At 08:48 PM 2/4/2010, robert bristow-johnson wrote:
... you're running away from the salient question. are those 9 piles good enough to resolve the IRV election with 3 candidates or not? was salient information lost when the M>K pile was combined with the M>K>W pile, enough that could cause the IRV election (with the rules above) to be decided differently?
Yes, salient information was lost, or, more accurately, could have been lost if those were first round totals reported to central tabulation. Once we know that only three candidates are eligible to have votes counted, and if a "majority of votes" is irrelevant, i.e., IRV is being used as a plurality method, so that "majority" can mean something other than "majority of ballots containing a vote," then, yes, M>K and M>K>W are exactly equivalent.
But we cannot know this until all other candidates have been eliminated, we cannot know which candidates have been eliminated, not from a single precinct's point of view. The precinct must report, at least, the first round totals for all candidates, and write-ins lumped, at least, and those reports are completely missing from what RBJ proposes.
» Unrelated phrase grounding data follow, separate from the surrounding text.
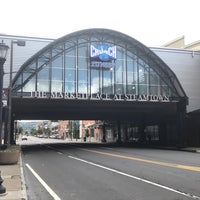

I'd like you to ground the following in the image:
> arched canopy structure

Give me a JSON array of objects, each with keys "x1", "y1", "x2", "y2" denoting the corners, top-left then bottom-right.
[{"x1": 11, "y1": 29, "x2": 187, "y2": 120}]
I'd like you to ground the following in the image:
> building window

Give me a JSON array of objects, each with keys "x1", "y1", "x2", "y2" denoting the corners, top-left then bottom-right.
[{"x1": 52, "y1": 55, "x2": 63, "y2": 92}]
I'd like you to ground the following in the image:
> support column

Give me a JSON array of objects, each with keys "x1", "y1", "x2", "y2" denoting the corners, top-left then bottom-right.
[
  {"x1": 124, "y1": 123, "x2": 128, "y2": 143},
  {"x1": 3, "y1": 106, "x2": 8, "y2": 145},
  {"x1": 176, "y1": 112, "x2": 185, "y2": 147},
  {"x1": 176, "y1": 100, "x2": 187, "y2": 147},
  {"x1": 159, "y1": 121, "x2": 167, "y2": 145},
  {"x1": 117, "y1": 121, "x2": 121, "y2": 143},
  {"x1": 102, "y1": 122, "x2": 106, "y2": 142},
  {"x1": 9, "y1": 118, "x2": 15, "y2": 145},
  {"x1": 139, "y1": 121, "x2": 146, "y2": 143},
  {"x1": 4, "y1": 115, "x2": 16, "y2": 145}
]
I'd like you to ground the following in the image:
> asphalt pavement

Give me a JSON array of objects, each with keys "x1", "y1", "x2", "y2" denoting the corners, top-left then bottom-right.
[{"x1": 0, "y1": 142, "x2": 200, "y2": 200}]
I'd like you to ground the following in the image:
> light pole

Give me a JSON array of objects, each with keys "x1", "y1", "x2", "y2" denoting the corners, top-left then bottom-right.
[
  {"x1": 0, "y1": 41, "x2": 9, "y2": 195},
  {"x1": 6, "y1": 40, "x2": 25, "y2": 145},
  {"x1": 0, "y1": 41, "x2": 9, "y2": 146}
]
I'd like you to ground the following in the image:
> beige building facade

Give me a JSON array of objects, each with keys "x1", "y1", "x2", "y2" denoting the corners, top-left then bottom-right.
[{"x1": 162, "y1": 35, "x2": 200, "y2": 50}]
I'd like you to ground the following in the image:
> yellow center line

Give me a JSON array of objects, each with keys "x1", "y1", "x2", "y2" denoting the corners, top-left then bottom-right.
[{"x1": 80, "y1": 148, "x2": 200, "y2": 172}]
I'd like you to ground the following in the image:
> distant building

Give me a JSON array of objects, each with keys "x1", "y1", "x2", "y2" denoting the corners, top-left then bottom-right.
[{"x1": 162, "y1": 36, "x2": 200, "y2": 50}]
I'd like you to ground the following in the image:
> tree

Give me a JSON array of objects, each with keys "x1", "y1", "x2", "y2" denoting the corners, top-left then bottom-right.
[
  {"x1": 30, "y1": 128, "x2": 38, "y2": 136},
  {"x1": 85, "y1": 128, "x2": 89, "y2": 137},
  {"x1": 18, "y1": 127, "x2": 23, "y2": 134}
]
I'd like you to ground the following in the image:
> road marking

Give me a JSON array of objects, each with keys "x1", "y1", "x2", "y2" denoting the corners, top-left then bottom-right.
[
  {"x1": 80, "y1": 148, "x2": 200, "y2": 172},
  {"x1": 20, "y1": 155, "x2": 27, "y2": 199},
  {"x1": 69, "y1": 155, "x2": 200, "y2": 200},
  {"x1": 26, "y1": 163, "x2": 61, "y2": 200}
]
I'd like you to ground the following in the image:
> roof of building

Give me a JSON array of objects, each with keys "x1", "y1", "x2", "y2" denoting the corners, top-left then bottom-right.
[{"x1": 162, "y1": 36, "x2": 200, "y2": 51}]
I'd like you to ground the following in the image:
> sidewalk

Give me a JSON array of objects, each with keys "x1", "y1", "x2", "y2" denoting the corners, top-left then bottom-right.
[{"x1": 0, "y1": 156, "x2": 27, "y2": 200}]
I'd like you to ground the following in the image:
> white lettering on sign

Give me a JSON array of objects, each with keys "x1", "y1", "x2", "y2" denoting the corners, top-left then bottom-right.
[
  {"x1": 90, "y1": 45, "x2": 116, "y2": 60},
  {"x1": 30, "y1": 91, "x2": 170, "y2": 102},
  {"x1": 90, "y1": 61, "x2": 115, "y2": 68}
]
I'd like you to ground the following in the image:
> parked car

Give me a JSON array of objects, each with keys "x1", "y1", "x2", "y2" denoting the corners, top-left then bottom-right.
[
  {"x1": 49, "y1": 134, "x2": 57, "y2": 139},
  {"x1": 49, "y1": 134, "x2": 62, "y2": 139},
  {"x1": 22, "y1": 135, "x2": 28, "y2": 141}
]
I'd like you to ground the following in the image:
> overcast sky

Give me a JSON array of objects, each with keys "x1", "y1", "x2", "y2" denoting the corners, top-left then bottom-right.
[{"x1": 1, "y1": 0, "x2": 200, "y2": 47}]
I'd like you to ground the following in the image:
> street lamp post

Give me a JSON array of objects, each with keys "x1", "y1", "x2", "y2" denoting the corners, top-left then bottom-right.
[
  {"x1": 0, "y1": 41, "x2": 9, "y2": 146},
  {"x1": 7, "y1": 40, "x2": 26, "y2": 145},
  {"x1": 0, "y1": 41, "x2": 9, "y2": 195},
  {"x1": 6, "y1": 40, "x2": 25, "y2": 145}
]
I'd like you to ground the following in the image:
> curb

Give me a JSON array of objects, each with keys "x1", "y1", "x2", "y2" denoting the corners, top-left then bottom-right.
[
  {"x1": 180, "y1": 149, "x2": 200, "y2": 153},
  {"x1": 20, "y1": 153, "x2": 28, "y2": 200}
]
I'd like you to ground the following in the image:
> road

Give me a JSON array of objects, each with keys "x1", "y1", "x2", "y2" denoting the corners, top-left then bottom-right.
[{"x1": 20, "y1": 136, "x2": 200, "y2": 200}]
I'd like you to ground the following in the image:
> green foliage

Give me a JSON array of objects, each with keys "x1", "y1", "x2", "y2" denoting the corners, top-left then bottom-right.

Then, for the report to be useful for later tabulation with no further report to central tabulation, it must contain, for each candidate, subsequent rankings, so that the effect of eliminating that particular candidate can be known.
Lumping write-ins, there are thus six candidates, not five, and certainly not three. How could a precinct limit itself to reporting only votes for three candidates when there are five on the ballot plus write-in? What's the algorithm?